Slow docker commands with: credsStore and credHelpers

pecigonzalo commented 5 years ago

Similar to the error reported here: https://github.com/docker/cli/issues/1591 seems like the ecr-login helper takes a really long time to timeout finding credentials. I could not find in the SDK any parameter to optimize this workflow, but I think it could be a good idea to "return" faster from the cred search if creds are not found. Unfortunately, the logs do not show in which section is taking so long, but I assume is trying to connect to the introspective API and waiting for a timeout there.

samuelkarp commented 5 years ago

@pecigonzalo Can you tell me a bit more about how you're using the credential helper and how you have it configured? I suspect that delay is because the credential helper is trying to grab credentials from the link-local address 169.254.169.254 (the address used by the EC2 instance metadata service) and the timeout is set too long.

pecigonzalo commented 5 years ago

Samuel, most of it is explained in the linked issue to Docker. I suspect the same thing as I mentioned on the main message, I think it's a timeout on the introspection API (169....).

This is on a workstation, not a server and we don't have the creds all the time, we use aws-vault to only expose credentials as required. I understand this is not covering 80% of the use cases, but it would be ideal.

On Fri, Dec 28, 2018, 8:09 PM Samuel Karp <notifications@github.com wrote:

@pecigonzalo https://github.com/pecigonzalo Can you tell me a bit more about how you're using the credential helper and how you have it configured? I suspect that delay is because the credential helper is trying to grab credentials from the link-local address 169.254.169.254 (the address used by the EC2 instance metadata service) and the timeout is set too long.

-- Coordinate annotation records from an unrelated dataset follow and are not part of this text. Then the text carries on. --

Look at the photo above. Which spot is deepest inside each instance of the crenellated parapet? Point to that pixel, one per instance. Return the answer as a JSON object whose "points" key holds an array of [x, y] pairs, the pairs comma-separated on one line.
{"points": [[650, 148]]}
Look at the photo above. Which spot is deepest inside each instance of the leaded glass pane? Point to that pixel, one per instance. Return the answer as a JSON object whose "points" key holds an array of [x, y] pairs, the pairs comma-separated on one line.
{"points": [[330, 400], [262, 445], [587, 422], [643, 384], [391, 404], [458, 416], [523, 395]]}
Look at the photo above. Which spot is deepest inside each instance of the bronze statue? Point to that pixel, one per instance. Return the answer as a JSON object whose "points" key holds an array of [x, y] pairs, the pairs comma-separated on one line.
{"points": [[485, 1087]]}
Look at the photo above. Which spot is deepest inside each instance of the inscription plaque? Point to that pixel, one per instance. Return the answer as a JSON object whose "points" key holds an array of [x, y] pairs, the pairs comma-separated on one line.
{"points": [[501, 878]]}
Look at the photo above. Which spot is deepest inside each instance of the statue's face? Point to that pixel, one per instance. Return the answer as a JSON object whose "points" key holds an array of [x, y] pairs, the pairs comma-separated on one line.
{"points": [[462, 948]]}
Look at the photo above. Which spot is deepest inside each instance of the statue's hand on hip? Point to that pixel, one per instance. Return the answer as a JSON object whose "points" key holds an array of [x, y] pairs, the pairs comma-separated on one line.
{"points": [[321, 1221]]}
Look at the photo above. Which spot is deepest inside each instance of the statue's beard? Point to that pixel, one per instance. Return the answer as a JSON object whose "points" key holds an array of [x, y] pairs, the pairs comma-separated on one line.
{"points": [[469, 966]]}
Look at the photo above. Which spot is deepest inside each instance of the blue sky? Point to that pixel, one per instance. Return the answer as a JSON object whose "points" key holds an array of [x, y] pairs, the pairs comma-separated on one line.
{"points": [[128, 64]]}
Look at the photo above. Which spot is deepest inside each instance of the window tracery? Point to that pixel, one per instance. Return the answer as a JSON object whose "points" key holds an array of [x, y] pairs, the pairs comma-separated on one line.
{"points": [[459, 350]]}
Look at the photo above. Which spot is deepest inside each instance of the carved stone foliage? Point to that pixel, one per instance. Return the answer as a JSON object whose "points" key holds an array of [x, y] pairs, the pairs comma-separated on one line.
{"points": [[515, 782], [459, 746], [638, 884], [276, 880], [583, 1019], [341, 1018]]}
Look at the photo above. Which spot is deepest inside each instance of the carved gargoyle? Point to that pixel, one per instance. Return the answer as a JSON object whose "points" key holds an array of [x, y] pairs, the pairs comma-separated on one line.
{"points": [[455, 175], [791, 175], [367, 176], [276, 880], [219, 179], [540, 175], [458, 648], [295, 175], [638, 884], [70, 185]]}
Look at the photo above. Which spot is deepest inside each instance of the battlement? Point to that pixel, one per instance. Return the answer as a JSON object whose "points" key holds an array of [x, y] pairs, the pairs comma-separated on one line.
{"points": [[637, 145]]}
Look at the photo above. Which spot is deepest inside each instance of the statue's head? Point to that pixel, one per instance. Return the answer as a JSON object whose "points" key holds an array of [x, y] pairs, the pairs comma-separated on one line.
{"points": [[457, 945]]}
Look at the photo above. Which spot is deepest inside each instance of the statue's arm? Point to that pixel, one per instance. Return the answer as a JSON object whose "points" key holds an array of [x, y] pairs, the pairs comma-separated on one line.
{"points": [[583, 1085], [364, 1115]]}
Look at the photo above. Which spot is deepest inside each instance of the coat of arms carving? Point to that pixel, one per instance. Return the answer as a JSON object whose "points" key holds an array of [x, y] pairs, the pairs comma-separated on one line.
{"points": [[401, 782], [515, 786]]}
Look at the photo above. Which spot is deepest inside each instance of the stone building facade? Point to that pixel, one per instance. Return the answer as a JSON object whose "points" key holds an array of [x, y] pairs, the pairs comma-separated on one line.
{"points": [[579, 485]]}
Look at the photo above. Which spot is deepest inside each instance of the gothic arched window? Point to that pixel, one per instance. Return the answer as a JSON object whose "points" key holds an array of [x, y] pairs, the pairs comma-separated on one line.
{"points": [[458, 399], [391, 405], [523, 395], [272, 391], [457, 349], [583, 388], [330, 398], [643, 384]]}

— You are receiving this because you were mentioned. Reply to this email directly, view it on GitHub https://github.com/awslabs/amazon-ecr-credential-helper/issues/137#issuecomment-450411493, or mute the thread https://github.com/notifications/unsubscribe-auth/AJcviQwzIdAUUP3rWDjOWBuGBWaFb1aMks5u9mxkgaJpZM4ZkBox .

samuelkarp commented 5 years ago

Do you have credentials in your ~/.aws/credentials, do you pass credentials as environment variables, or something else?

pecigonzalo commented 5 years ago

As mentioned, when the error happens is when there are no credentials. Im not even using an ECR repo, that is the issue. There are 2 parts: A) docker still tries to get credentials for a repo not related to what we are trying to build (docker issue) B) ecr-login takes to long to timeout when there are no credentials present

What I think we should tune is that timeout.

On Fri, Dec 28, 2018, 9:46 PM Samuel Karp <notifications@github.com wrote:

Do you have credentials in your ~/.aws/credentials, do you pass credentials as environment variables, or something else?

— You are receiving this because you were mentioned. Reply to this email directly, view it on GitHub https://github.com/awslabs/amazon-ecr-credential-helper/issues/137#issuecomment-450424483, or mute the thread https://github.com/notifications/unsubscribe-auth/AJcvidZwTfuNFzixXszmk4Z6ODgdfkg2ks5u9oMygaJpZM4ZkBox .

samuelkarp commented 5 years ago

A) docker still tries to get credentials for a repo not related to what we are trying to build (docker issue)

Yep, and that is covered in your issue https://github.com/docker/cli/issues/1591. ~There are a few other issues that cover that scenario as well, but I'm having trouble finding the links right now.~ (Edit: it looks like https://github.com/moby/moby/pull/32967 was an attempt to fix the situation, but got closed without a follow-up.)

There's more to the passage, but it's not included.